De acordo com o Tenente Springe, coordenador da Defesa Civil estadual, as vistorias continuam sendo feitas nos imóveis das pessoas que pediram socorro às autoridades. Segundo ele, as próprias famílias procuram o Corpo de Bombeiros, para que não corressem riscos maiores.
Ele fala, ainda, que é difícil prever quanto tempo pode durar esta cheia. As avaliações são feitas de acordo as experiências de anos anteriores. “O rio tem oscilado muito nos últimos 15 dias, mas podemos afirmar que a Defesa Civil, e o Estado estão fazendo o possível para ajudar os necessitados”, afirmou.
Até o fechamento deste jornal, o Rio Acre apresentava, nesta terça-feira (31), 14,59 metros, ou seja, suas águas já ultrapassam a cota de transbordamento e estão à beira da cota de alerta. No interior, a situação não é tão diferente. O Riozinho do Rola marca 13,44 m. Já em Assis Brasil, a régua aponta 3,50 metros. Em Xapuri, as medições do dia 31 mostraram 9,74 metros. Em Cruzeiro do Sul, o rio subiu quase 50 centímetros durante a noite, indo de 9,9 metros a 10,41 metros. Apenas em Sem Madureira houve uma redução, de 12,96 para 12,58 metros.

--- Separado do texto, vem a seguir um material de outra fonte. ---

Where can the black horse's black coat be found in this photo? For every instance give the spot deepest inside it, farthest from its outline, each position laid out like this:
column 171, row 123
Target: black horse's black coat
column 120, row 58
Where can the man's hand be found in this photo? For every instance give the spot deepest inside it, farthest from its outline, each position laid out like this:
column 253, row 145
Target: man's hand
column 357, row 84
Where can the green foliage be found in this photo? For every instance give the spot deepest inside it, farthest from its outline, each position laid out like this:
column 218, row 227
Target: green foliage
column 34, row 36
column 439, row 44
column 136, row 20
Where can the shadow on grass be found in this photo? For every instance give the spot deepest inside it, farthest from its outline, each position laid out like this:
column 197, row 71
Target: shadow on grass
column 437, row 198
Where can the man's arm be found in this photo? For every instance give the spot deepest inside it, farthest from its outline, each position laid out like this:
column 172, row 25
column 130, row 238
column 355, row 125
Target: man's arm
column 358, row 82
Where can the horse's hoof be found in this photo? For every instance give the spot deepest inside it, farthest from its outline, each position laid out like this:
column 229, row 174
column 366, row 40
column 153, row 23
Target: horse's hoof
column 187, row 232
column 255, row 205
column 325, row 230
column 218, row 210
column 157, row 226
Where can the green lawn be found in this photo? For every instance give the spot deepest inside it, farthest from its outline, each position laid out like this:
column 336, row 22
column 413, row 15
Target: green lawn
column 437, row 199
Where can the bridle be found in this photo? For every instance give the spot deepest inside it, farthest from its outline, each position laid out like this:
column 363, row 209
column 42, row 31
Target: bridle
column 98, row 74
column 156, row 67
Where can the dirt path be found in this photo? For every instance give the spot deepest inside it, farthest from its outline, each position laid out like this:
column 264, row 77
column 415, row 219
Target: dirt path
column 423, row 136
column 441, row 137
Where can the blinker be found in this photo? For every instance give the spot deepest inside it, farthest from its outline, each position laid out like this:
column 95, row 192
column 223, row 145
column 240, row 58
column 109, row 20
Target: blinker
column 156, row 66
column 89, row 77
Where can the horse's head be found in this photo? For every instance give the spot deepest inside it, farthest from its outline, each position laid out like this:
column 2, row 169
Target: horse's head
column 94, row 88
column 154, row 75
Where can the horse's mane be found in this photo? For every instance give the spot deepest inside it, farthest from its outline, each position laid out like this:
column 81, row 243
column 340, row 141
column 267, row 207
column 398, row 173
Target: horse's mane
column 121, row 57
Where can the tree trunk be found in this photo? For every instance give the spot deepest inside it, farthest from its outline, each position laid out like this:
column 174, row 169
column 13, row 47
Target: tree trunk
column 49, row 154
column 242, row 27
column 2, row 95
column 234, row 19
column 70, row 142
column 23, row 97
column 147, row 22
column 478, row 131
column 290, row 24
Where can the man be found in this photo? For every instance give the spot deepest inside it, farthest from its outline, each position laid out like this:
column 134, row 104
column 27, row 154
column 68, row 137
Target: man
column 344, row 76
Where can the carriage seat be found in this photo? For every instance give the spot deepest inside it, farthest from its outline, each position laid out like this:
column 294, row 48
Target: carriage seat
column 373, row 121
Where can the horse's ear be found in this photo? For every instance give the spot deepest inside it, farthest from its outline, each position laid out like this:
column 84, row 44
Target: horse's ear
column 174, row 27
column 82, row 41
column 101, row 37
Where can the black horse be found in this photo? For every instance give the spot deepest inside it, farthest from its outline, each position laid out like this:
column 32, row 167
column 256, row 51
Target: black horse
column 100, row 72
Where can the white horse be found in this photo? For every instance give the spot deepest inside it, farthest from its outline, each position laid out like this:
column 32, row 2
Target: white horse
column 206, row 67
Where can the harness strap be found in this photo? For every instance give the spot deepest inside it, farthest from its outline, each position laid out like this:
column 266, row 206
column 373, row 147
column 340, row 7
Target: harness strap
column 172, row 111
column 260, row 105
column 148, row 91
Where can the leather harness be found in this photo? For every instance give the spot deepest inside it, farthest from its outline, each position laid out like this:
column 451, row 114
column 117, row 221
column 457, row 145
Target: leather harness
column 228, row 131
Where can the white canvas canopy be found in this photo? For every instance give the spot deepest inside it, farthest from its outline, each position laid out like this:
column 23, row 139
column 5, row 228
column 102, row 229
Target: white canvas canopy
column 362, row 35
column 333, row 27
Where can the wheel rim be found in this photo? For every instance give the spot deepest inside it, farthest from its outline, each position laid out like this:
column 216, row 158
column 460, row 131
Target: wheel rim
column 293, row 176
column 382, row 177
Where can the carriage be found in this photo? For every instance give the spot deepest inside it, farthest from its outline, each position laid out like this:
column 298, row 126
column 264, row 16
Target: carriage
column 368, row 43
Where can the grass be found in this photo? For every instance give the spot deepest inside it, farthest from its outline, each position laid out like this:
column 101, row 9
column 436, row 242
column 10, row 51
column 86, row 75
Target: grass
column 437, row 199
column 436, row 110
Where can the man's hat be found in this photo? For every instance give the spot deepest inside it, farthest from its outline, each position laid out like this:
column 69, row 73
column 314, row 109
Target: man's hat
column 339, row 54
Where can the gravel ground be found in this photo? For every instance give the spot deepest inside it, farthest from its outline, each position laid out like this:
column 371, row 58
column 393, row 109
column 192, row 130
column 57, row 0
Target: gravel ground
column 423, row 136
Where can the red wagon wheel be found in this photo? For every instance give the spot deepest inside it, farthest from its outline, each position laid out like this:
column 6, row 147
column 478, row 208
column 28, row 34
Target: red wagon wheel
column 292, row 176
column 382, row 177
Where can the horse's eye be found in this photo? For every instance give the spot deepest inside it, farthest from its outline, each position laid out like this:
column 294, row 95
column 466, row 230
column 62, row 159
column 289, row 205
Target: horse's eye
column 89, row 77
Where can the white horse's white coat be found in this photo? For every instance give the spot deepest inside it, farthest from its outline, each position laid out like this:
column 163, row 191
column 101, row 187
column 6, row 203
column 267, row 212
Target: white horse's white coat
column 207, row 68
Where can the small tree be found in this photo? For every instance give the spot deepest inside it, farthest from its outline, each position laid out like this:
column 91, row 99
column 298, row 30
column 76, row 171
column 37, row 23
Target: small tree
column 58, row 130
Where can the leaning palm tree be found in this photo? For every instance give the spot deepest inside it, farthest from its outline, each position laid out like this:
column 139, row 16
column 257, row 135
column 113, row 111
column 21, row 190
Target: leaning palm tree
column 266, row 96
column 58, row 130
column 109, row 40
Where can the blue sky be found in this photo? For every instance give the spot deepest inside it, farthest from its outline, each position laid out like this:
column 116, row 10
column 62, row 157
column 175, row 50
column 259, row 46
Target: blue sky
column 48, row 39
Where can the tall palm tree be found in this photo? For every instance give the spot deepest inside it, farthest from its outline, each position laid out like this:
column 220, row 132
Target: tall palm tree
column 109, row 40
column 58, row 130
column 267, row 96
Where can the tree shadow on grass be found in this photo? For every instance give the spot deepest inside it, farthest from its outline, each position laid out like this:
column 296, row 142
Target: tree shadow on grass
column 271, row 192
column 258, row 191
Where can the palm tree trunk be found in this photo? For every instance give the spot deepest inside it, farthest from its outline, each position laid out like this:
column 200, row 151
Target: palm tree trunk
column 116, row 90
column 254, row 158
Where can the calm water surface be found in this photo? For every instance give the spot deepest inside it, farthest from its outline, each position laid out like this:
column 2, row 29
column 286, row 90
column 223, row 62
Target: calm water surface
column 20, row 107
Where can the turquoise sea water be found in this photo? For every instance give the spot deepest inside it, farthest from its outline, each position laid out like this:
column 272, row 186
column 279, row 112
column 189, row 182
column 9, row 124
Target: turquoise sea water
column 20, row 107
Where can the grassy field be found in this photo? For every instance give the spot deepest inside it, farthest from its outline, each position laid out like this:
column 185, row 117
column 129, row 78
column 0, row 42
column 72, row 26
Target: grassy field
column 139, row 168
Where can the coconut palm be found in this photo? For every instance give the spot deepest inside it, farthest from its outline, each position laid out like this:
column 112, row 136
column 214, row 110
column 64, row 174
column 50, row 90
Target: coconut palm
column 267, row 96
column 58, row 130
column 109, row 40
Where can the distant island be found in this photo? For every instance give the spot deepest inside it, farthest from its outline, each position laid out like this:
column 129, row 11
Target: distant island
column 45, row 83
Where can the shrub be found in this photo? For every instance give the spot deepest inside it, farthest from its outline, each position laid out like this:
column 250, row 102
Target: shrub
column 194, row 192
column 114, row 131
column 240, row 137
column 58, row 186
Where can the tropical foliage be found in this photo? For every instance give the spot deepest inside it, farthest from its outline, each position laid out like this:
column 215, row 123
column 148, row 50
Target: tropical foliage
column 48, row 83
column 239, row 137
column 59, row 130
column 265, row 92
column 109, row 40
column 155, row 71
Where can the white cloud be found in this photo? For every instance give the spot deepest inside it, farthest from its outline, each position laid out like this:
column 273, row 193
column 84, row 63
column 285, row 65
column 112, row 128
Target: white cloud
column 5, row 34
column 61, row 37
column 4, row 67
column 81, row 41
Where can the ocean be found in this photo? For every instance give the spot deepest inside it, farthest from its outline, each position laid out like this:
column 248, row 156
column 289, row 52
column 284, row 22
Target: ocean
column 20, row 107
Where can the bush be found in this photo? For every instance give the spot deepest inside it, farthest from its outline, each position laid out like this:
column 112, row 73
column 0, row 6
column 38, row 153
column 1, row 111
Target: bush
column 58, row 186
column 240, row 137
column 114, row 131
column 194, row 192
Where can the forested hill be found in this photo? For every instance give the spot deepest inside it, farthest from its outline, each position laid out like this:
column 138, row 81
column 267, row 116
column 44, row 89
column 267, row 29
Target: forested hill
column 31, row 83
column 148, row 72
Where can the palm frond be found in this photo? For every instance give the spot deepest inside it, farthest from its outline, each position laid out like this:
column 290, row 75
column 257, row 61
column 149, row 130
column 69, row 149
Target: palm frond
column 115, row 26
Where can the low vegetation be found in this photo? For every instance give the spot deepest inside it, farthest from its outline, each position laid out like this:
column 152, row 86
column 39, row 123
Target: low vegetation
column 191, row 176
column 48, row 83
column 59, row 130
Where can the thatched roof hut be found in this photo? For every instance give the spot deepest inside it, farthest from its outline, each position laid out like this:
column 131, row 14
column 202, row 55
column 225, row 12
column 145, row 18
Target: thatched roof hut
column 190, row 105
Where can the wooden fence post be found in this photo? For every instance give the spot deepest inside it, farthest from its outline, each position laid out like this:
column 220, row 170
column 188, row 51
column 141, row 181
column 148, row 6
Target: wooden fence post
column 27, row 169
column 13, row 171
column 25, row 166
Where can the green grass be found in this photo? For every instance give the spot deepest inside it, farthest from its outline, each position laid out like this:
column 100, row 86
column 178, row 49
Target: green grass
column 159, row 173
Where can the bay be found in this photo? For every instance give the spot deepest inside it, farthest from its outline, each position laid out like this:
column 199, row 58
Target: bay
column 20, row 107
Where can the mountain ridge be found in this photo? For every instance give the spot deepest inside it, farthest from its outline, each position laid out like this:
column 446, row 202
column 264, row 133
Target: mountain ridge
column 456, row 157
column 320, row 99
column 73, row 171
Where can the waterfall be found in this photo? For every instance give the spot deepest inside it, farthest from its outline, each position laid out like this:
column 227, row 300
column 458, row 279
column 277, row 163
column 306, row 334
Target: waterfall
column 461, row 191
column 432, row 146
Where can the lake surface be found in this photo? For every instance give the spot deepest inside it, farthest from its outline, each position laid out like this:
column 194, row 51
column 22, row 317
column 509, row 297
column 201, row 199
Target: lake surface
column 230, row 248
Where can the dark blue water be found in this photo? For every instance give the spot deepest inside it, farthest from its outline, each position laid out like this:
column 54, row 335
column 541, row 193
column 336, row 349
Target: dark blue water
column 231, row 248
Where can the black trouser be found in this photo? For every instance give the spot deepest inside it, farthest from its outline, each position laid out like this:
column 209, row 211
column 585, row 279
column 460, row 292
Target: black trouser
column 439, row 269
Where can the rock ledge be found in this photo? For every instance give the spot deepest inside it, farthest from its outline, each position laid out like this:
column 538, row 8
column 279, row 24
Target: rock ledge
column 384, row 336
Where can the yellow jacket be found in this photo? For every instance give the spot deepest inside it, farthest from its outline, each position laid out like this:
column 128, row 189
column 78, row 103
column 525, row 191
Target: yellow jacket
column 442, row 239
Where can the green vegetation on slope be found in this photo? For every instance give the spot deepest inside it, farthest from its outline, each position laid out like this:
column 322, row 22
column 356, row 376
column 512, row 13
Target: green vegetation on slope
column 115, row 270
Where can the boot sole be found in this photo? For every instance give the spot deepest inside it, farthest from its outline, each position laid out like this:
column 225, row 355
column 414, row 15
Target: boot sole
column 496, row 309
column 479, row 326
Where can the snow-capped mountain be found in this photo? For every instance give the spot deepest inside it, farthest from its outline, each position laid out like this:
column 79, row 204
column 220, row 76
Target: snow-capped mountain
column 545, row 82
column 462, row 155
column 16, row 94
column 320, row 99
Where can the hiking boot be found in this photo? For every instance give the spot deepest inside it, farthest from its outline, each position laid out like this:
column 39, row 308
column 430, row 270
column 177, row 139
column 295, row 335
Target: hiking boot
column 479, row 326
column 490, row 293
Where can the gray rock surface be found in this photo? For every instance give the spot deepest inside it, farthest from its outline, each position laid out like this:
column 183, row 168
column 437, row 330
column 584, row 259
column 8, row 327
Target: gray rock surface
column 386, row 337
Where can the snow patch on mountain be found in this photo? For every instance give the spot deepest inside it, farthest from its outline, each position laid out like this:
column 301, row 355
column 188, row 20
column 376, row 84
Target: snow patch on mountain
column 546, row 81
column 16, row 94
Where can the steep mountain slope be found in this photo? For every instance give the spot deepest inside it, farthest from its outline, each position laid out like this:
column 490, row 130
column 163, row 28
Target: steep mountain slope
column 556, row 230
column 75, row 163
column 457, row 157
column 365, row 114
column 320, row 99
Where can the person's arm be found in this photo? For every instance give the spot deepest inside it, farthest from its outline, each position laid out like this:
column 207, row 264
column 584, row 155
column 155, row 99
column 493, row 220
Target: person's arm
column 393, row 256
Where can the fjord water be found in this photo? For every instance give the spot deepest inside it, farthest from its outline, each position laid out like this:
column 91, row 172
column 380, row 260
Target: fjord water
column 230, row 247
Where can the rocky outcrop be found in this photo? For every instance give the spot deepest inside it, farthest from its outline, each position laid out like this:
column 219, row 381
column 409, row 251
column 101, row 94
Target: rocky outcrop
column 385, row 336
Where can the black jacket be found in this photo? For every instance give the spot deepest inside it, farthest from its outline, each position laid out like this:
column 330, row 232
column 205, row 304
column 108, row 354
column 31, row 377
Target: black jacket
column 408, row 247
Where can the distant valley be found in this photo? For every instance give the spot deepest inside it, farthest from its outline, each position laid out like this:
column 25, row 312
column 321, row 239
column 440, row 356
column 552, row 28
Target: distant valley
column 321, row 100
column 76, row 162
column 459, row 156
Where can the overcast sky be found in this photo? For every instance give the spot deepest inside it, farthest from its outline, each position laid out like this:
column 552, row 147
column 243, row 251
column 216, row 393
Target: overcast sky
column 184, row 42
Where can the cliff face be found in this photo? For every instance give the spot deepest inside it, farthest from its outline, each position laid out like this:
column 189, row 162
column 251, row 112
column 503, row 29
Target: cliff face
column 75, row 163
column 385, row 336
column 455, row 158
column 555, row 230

No mês passado, o Rio Acre assustou a todos desabrigando mais de 200 famílias. Elas foram colocadas em colégios e também no Parque de Exposições. Apenas semanas após ás famílias voltarem para suas casas, muitas delas terão que retornar aos abrigos improvisados. Outras, porém, foram agraciadas com o auxílio aluguel social, que, agora, beneficiou dezenas de famílias na capital.
La Niña
Alguns especialistas culpam as chuvas que ocorreram antes do tempo ao fenômeno “La Niña”. Uma linha de Instabilidade provocou as chuvas fortes, com maiores volumes, aqui no Acre, na maior parte do Amazonas e em Rondônia, onde os desvios de ares quentes formaram as chuvas.
O La Niña é um fenômeno climático que ocorre em decorrência do resfriamento de em média 2ºC das águas superficiais do Oceano Pacífico, especialmente na parte centro-oriental. Ele gera profundas mudanças na dinâmica da atmosfera.